The project, which was funded with $2 million from former Google CEO Eric Schmidt, consists of 40 terabytes of medical imagery such as X-rays, electrocardiogram waveforms, and pathology specimens from patients with various conditions, including Covid-19, sudden cardiac arrest, fractures, and high-risk breast cancer. Each image is labelled with the patient’s medical outcomes, such as the stage of breast cancer, whether it resulted in death, or whether a Covid-19 patient required a ventilator.

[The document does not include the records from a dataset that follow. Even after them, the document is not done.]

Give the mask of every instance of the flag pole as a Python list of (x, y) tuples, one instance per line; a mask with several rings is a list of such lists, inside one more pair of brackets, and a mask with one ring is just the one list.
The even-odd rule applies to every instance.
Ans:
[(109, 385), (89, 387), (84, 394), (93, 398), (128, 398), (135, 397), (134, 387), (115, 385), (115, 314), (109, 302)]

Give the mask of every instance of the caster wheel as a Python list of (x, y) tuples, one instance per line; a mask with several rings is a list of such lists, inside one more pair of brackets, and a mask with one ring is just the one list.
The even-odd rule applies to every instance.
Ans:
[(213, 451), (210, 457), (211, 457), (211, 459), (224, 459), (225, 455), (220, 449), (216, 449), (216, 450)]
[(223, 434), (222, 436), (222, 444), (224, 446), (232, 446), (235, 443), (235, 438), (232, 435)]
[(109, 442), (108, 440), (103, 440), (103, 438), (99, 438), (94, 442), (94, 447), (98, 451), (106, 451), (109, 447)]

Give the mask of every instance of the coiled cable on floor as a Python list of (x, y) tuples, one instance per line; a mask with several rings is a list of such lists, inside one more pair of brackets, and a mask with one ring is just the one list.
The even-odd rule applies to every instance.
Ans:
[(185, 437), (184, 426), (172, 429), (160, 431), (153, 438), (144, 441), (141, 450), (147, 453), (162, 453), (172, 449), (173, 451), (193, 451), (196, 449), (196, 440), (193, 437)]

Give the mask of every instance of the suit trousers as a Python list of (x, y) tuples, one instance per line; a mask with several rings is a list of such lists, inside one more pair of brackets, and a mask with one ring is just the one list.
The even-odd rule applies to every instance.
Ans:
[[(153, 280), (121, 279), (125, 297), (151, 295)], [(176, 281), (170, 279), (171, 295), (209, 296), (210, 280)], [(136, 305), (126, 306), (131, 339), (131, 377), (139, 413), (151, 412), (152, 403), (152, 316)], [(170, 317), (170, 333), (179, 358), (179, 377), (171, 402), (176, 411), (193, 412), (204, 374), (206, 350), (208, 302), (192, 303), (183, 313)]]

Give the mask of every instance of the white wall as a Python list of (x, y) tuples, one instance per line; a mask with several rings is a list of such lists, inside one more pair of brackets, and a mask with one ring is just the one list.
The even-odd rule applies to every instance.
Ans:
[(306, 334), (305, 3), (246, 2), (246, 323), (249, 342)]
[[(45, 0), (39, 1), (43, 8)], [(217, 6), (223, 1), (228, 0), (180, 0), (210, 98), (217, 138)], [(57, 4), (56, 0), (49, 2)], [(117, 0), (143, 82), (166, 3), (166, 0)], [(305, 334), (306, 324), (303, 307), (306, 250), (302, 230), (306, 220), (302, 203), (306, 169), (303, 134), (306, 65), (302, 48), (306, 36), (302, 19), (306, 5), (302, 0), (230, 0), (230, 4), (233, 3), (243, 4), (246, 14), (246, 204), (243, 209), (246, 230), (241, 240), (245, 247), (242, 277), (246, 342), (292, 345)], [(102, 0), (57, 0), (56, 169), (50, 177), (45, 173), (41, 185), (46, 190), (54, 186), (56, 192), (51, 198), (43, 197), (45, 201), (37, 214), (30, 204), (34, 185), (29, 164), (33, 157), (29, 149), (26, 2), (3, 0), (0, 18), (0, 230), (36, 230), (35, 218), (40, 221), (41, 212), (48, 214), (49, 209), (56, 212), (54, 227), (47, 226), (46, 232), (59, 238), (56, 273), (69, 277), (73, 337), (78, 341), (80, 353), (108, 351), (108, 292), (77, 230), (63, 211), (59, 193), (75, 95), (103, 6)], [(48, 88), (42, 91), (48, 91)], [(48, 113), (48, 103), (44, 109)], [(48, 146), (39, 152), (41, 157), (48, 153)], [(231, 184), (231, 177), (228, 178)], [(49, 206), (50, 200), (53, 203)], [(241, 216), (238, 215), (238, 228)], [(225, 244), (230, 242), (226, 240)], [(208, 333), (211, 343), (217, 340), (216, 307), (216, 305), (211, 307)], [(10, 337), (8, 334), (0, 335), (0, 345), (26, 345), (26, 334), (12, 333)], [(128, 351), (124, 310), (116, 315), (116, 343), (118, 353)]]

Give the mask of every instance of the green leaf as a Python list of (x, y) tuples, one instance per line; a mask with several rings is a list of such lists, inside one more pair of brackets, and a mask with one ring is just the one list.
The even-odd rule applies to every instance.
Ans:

The datasets were curated with the help of hospitals in the US and Taiwan over a period of two years, and Obermeyer plans to expand this to include more medical diversity in Kenya and Lebanon in the coming months. The key differentiating factor between these datasets and those that are available online is that they are labelled with “ground truth,” meaning that they are based on what actually happened to the patient rather than a doctor’s opinion.
The AI community has recently shifted its focus from collecting “big data” to more meaningful data, which is relevant to a specific problem and can be used to address issues such as inherent biases in healthcare, image recognition, or natural language processing. In healthcare, algorithms have been shown to amplify existing health disparities. For example, an AI system used by hospitals to allocate additional medical support for patients with chronic illnesses was found to be prioritising healthier white patients over sicker black patients who needed help, due to the use of healthcare costs as a proxy for healthcare needs.
The Nightingale Open Science project is aimed at producing high-quality datasets that are more representative of the population and can be used to root out underlying biases that are discriminatory towards underserved and underrepresented groups in healthcare systems, such as women and minorities. These diverse datasets can also help to study the spread of diseases in different cultures and locations, where people may react differently to illnesses.
The availability of high-quality, diverse medical datasets can enable AI to predict medical conditions earlier, triage better, and ultimately save lives. The Nightingale Open Science project, which provides unique and curated datasets based on actual patient outcomes, has the potential to drive progress in healthcare and reduce the impact of biases on healthcare systems.